Вскоре уткнулся очками в афишу, в рисунок — мальчик и девочка, взявшись за руки, идут счастливые. Действуют.
По коридорам корпуса неслись, действовали в точности такие же мальчики и девочки, какими изобразил их художник. Совершенно не ученики старших классов, а ученики совершенно младших классов. Художник напутал! Убить его мало! Здесь вот, прямо в коридоре, дверью. Да и комсомольцы хороши, Наташа Сарафанова, комсорг. «Не беспокойтесь, всё в порядке, как вы просили, Вадим Павлович, с огоньком и комсомольским задором». Задор вон у них, которые штурмуют корпус. Да и он хорош: афиша два дня висит в коридоре перед его носом, а он не обратил внимания. А на рисунке что? «Первый раз в первый класс», что-то в этом роде. А где они, восьмые и девятые классы?

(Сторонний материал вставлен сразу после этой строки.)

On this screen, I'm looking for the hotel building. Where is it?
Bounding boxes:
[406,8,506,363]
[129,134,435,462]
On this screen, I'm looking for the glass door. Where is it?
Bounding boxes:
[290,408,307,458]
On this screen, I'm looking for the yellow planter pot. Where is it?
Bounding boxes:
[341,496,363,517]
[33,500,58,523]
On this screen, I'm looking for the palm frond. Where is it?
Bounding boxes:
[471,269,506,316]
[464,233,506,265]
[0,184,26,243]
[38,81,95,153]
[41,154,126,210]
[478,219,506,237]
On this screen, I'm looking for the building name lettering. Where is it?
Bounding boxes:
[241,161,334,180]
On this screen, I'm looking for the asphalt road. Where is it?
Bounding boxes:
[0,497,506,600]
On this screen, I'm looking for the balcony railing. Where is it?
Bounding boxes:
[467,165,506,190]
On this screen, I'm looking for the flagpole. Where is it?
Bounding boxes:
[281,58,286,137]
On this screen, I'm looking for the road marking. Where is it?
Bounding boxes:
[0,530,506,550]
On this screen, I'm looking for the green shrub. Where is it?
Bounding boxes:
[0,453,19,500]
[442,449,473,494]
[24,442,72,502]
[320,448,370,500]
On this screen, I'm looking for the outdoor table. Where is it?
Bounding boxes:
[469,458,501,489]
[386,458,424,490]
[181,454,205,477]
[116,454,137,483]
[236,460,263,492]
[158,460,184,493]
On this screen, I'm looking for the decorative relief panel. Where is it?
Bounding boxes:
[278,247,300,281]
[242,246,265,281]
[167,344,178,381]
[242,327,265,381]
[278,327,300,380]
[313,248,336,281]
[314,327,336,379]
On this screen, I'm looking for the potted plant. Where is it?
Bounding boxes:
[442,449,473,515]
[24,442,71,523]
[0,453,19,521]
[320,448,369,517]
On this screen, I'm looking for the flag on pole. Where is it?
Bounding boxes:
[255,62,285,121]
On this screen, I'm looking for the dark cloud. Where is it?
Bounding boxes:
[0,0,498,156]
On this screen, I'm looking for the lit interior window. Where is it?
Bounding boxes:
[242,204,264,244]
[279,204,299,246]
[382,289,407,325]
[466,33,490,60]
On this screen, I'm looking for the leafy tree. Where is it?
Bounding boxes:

…Площадь перед институтом была заполнена толпой ребят. Тоненькой, но уверенной струйкой толпа беспрерывно лилась в корпус. Очевидно, так же в древние времена полчища гуннов устремлялись в пролом крепостной стены, сокрушая стражу с копьями, перекидные мосты, алхимиков и звездочётов в колпаках, вечные двигатели и пробирки с философским камнем. Переломный период!..
Возле корпуса притормозил «Москвич» с надписью «Радио». Из «Москвича» выглянул репортёр.
— Что случилось, ребята?
— В науку записывают! — ответил Гунн, пробегавший мимо. Он доедал на ходу мороженое.
Репортёр подумал, вылез из машины, схватил магнитофон и побежал вслед за Гунном в пролом крепостной стены. Профессиональное чутьё подсказало репортёру, что здесь сейчас массы творят историю.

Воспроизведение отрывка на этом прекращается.